Passons aux slogans publicitaires parlés ou filmés, pour s’attarder un moment sur cette répétition d’affiches qui jalonnent la route du Pékin ordinaire : Prenez un couloir du métropolitain de Paris : vous marchez, sur votre droite une dame, en dessous chics d’un bleu pâle, lascivement allongée, semble attendre. Quoi ? Qui ? L’affiche ne le dit pas. Ce n’est pas son affaire. C’est à vous de faire le travail. À gauche, une autre dame, en dessous chic d’un rose tendre, debout en trois exemplaires sur la même photo, semble rêver. À quoi ? À qui ? La répétition affichée n’en dit pas un mot. C’est toujours à vous de combler le manque. Vous ne vous laissez pas envahir par l’angoisse, vous avancez : pendant des dizaines et des dizaines de mètres la dame bleue sur votre droite et la dame rose sur votre gauche dans une perspective du plus bel effet pathogène. Vous réussissez à résister au vertige destructeur en accélérant le pas, pourtant, quand vous arrivez au bout du couloir et que ces dames ont cessé d’exister, quelque chose vous manque, même si heureusement tout n’est pas dépeuplé.

Donc, pourrait-on dire, cette forme de publicité est efficace. Elle atteint son but. Peut-être pourrait-on préciser qu’elle l’a très largement outrepassé.
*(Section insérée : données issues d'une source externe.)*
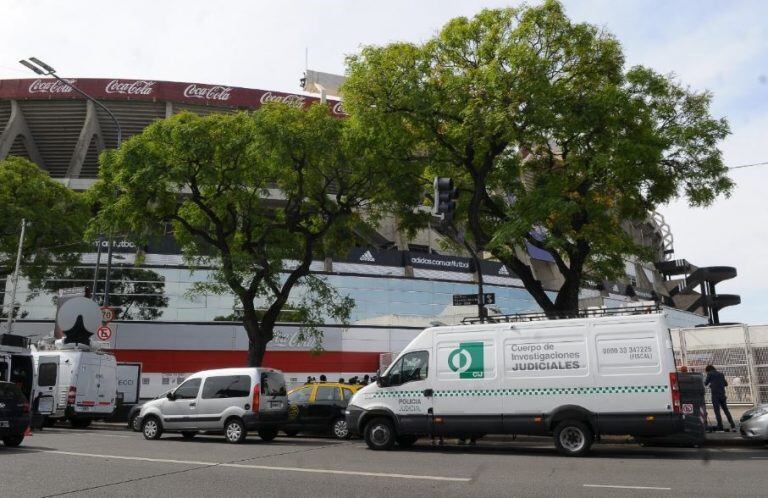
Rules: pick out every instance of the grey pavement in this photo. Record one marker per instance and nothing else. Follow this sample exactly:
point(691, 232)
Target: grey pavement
point(102, 462)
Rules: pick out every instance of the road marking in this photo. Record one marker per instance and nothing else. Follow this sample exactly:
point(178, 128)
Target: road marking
point(626, 487)
point(266, 467)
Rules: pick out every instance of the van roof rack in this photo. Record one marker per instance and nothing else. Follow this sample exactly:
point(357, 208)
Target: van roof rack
point(560, 315)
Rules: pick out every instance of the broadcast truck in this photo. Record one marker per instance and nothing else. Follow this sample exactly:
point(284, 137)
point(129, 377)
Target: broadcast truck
point(74, 383)
point(573, 379)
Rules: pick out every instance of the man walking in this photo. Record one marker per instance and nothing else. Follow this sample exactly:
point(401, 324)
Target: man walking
point(717, 383)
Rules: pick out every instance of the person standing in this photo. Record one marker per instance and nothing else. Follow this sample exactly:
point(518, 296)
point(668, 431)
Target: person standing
point(717, 384)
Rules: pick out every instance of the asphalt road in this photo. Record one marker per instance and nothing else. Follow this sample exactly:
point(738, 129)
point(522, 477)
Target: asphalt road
point(66, 462)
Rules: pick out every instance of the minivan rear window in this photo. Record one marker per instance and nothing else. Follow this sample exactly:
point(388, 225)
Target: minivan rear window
point(272, 384)
point(227, 386)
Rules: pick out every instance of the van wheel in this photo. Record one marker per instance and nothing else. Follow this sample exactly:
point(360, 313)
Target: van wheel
point(380, 434)
point(151, 428)
point(234, 431)
point(339, 429)
point(13, 441)
point(406, 441)
point(267, 434)
point(573, 438)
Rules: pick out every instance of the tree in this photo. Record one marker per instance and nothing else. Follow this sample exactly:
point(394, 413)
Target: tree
point(552, 141)
point(56, 218)
point(257, 196)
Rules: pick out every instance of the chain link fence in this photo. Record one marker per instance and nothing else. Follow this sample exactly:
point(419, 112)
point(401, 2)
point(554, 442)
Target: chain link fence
point(740, 352)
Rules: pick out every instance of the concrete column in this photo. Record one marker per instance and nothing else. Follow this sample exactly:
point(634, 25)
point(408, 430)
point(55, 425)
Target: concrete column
point(91, 128)
point(17, 126)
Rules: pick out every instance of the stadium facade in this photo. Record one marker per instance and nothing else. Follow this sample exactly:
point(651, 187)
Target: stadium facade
point(400, 285)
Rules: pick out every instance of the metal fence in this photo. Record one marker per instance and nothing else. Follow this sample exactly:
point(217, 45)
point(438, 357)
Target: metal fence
point(740, 352)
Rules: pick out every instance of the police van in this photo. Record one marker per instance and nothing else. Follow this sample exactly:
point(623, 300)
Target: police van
point(573, 379)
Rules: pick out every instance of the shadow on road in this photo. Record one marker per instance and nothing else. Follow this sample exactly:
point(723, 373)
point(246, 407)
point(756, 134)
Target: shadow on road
point(605, 451)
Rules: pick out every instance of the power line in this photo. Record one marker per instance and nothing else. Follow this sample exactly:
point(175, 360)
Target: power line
point(749, 165)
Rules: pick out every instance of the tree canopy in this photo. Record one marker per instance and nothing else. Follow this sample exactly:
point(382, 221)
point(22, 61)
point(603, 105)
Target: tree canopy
point(257, 197)
point(552, 141)
point(56, 218)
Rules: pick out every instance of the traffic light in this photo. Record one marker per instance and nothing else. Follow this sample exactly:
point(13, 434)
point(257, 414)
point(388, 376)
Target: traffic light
point(445, 199)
Car enfin, après l’agression de la dame bleue puis de la dame rose, croyez-vous que l’on va courir acheter des dessous chics ? Les dames, qui sait ? Mais les hommes, voyons ! Pour la Saint Valentin ? Seulement on n’est plus tout à fait le ou la même après qu’avant ce passage édifiant. Non qu’ici, en l’occurrence, l’érotisation de la publicité soit la vraie question, mais sa structure obsessionnelle. Contre cela quelle défense a Madame ou Monsieur Quidam ? Aucune, absolument aucune. Si ce n’est peut-être l’humour ou le graffiti. Ah ! le  graffiti !! Il mérite qu’on s’y attarde. En s’attaquant à l’homogénéité de la continuité, il rompt l’effet obsédant.
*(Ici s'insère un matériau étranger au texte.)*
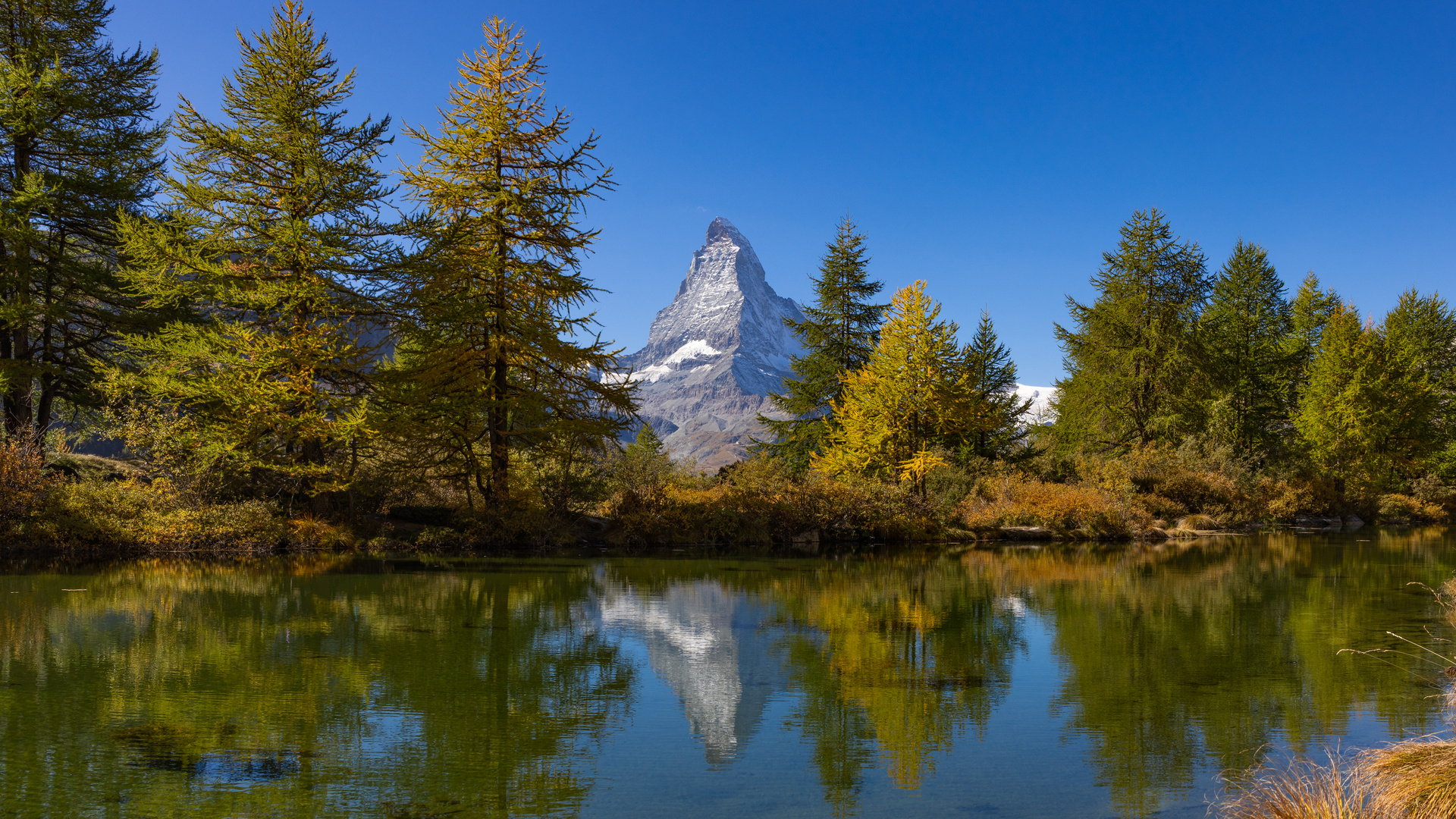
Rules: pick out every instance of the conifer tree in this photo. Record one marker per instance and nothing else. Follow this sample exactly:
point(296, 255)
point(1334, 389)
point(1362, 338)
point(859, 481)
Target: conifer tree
point(76, 146)
point(1366, 409)
point(839, 334)
point(1242, 340)
point(998, 426)
point(1423, 331)
point(1310, 312)
point(494, 338)
point(909, 398)
point(271, 234)
point(1128, 354)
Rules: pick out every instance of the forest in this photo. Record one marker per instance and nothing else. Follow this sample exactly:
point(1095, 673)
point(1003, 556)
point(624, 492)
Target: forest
point(294, 346)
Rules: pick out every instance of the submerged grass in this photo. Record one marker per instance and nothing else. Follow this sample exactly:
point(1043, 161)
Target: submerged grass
point(1345, 789)
point(1414, 779)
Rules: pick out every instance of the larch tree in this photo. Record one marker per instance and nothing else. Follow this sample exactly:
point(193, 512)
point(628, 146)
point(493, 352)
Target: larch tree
point(494, 340)
point(76, 148)
point(998, 425)
point(839, 334)
point(1128, 353)
point(906, 401)
point(1242, 352)
point(271, 235)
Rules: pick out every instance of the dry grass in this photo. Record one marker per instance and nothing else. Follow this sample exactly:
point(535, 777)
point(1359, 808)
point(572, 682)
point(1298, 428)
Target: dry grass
point(1307, 790)
point(1416, 779)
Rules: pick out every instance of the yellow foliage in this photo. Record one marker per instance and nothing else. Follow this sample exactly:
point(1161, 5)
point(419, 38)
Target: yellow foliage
point(1074, 509)
point(1395, 507)
point(152, 518)
point(24, 482)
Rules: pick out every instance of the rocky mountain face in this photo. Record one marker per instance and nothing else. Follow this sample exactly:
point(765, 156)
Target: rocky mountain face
point(715, 353)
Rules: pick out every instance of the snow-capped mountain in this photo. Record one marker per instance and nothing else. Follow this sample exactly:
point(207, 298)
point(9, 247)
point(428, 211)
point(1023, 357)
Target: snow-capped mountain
point(715, 353)
point(1040, 410)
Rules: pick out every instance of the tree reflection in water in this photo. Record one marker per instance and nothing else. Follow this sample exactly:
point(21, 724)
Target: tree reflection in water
point(488, 689)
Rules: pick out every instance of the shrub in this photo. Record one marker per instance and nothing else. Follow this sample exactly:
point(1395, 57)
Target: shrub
point(24, 482)
point(1404, 509)
point(1068, 509)
point(152, 518)
point(762, 500)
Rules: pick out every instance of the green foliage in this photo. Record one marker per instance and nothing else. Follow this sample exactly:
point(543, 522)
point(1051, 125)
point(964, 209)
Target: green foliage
point(1421, 330)
point(492, 352)
point(150, 518)
point(839, 334)
point(1310, 312)
point(1367, 409)
point(1242, 338)
point(1128, 354)
point(761, 500)
point(271, 237)
point(76, 146)
point(998, 428)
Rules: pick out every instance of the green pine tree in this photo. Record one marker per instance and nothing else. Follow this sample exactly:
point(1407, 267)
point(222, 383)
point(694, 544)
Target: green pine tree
point(271, 234)
point(1128, 354)
point(1242, 341)
point(839, 334)
point(1423, 330)
point(76, 146)
point(1310, 312)
point(999, 428)
point(1366, 410)
point(495, 350)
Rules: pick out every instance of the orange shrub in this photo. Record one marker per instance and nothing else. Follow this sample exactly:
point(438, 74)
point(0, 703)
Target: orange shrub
point(24, 482)
point(1069, 509)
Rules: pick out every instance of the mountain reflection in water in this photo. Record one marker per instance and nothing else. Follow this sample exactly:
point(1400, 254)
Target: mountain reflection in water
point(1008, 682)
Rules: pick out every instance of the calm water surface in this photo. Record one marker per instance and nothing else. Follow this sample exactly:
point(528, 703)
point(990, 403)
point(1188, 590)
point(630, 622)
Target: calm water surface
point(1055, 682)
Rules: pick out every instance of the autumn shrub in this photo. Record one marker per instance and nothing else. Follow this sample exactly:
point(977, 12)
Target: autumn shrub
point(1069, 509)
point(152, 516)
point(1308, 790)
point(1404, 509)
point(762, 500)
point(24, 482)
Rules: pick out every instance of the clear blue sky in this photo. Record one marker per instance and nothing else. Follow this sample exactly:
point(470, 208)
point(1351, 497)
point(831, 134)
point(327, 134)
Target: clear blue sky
point(987, 149)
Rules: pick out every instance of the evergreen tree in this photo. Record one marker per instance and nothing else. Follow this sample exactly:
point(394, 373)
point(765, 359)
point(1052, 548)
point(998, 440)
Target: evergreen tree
point(76, 146)
point(273, 237)
point(1310, 312)
point(494, 343)
point(839, 334)
point(1128, 354)
point(1423, 331)
point(910, 397)
point(1366, 409)
point(1242, 338)
point(998, 426)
Il est évident que si la dame bleue m’apparaît de temps à autre avec une généreuse moustache, un petit bouc, un coquard et que la rose affiche, le long de ma marche, un sourire avec une dent noire ou manquante, un nez rouge, un nombril en forme de 5, je me sens libéré de l’obsession. Sans parler des commentaires écrits, le graffiti est une forme de journal mural qui ne doit rien à la révolution culturelle chinoise, l’ayant précédé de plusieurs siècles. Il doit semble-t-il sa naissance, d’une part à Vespasien, d’autre part à une certaine loi qui fut promulguée un 29 juillet, de préférence en 1881, qui défend d’afficher et quelquefois même, curieusement, d’uriner. Doit-on voir là une correspondance avec l’apport sus cité de Vespasien ? Question dont la réponse échappe pour le moment.
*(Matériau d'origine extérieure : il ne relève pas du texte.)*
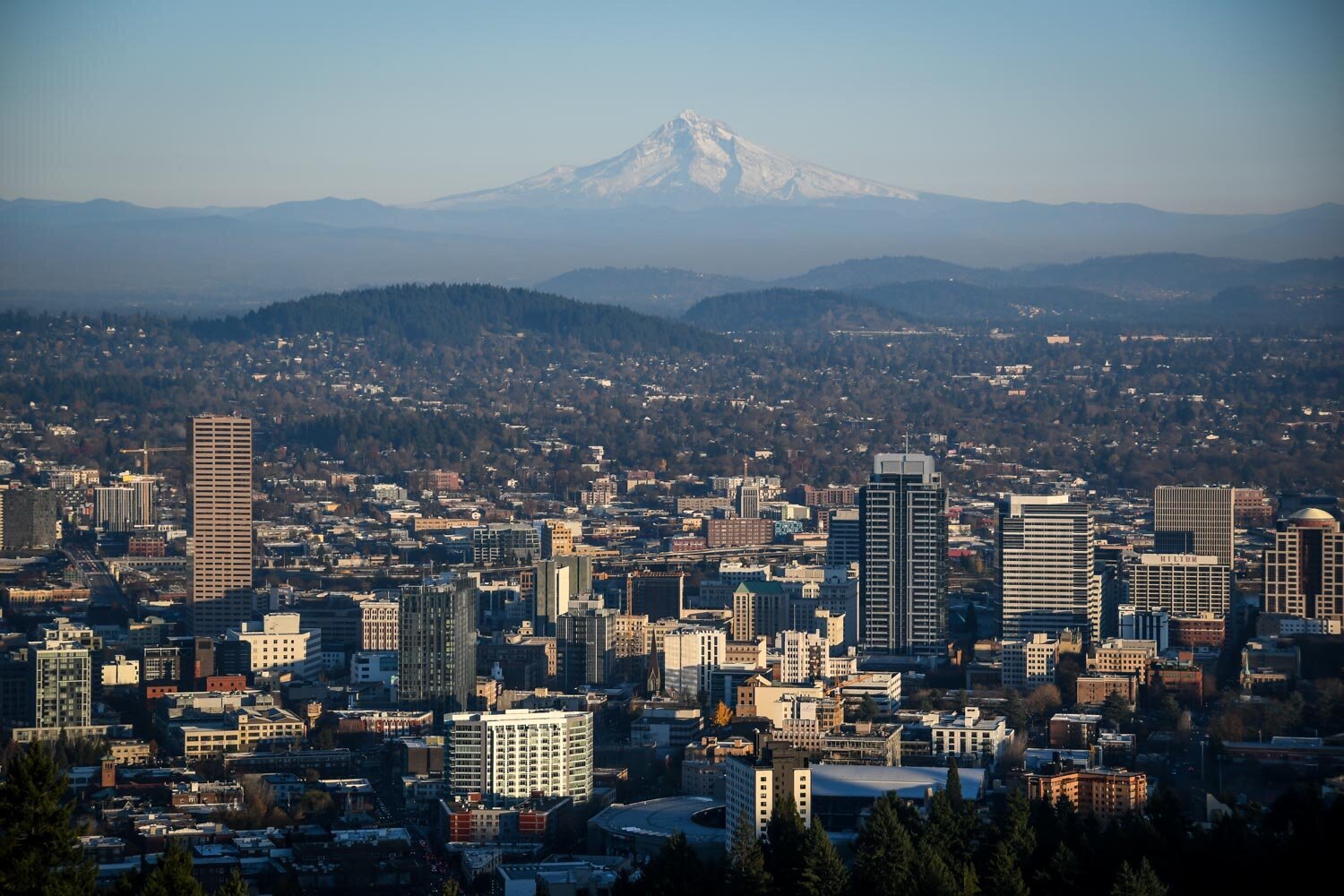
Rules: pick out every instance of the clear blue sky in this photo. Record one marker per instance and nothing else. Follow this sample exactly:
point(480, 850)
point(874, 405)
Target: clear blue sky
point(1204, 107)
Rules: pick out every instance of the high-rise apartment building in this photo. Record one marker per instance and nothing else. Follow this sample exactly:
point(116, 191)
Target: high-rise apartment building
point(903, 567)
point(437, 646)
point(62, 694)
point(844, 538)
point(220, 520)
point(749, 501)
point(556, 582)
point(1046, 567)
point(1304, 570)
point(1185, 584)
point(754, 785)
point(29, 519)
point(124, 505)
point(519, 753)
point(690, 657)
point(585, 646)
point(379, 625)
point(658, 595)
point(1193, 520)
point(505, 544)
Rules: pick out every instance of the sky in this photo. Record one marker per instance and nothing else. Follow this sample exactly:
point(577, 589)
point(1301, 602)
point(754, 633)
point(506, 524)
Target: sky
point(1210, 107)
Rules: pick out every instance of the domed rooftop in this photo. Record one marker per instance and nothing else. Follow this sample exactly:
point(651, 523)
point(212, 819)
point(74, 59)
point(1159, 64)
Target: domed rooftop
point(1312, 514)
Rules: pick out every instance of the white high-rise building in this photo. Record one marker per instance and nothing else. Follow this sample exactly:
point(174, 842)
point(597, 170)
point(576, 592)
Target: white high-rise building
point(806, 657)
point(1030, 662)
point(690, 657)
point(903, 563)
point(513, 754)
point(1185, 584)
point(1193, 519)
point(1046, 564)
point(220, 516)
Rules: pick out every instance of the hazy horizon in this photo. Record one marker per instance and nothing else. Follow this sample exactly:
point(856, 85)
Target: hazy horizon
point(1209, 108)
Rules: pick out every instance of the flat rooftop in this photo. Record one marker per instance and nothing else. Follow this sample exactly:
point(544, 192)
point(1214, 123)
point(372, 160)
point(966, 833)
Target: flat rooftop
point(661, 818)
Par ailleurs, la bande dessinée a apporté au graffiti la richesse de sa bulle, encore appelée ballon : ce petit trait qui, selon une courbe généralement ovoïde, part des lèvres d’un personnage pour y revenir après avoir enfermé les quelques signes censés être prononcés ou pensés par lui. Il y a là un art dont l’origine occidentale est sujette à caution et dont l’essor ne s’est jamais démenti.

Pour en revenir à la dame bleue lascivement étendue et semblant attendre on ne sait trop quoi, un calligraphe autodidacte lui avait attribué, dans une bulle aux volutes artistiques, les paroles suivantes destinées au passant anonyme : « Alors, tu viens voter ? ».

Il n’y a aucune interprétation psychanalytique à fournir sur la signification symbolique de cette assertion. Mais on peut penser que si notre calligraphe autodidacte avait eu le courage et le temps de reproduire sa bulle sur toutes les affiches de la dame bleue, on aurait peut-être assisté à une chute impressionnante du taux de l’abstention qui est un des maux majeurs de nos démocraties avancées.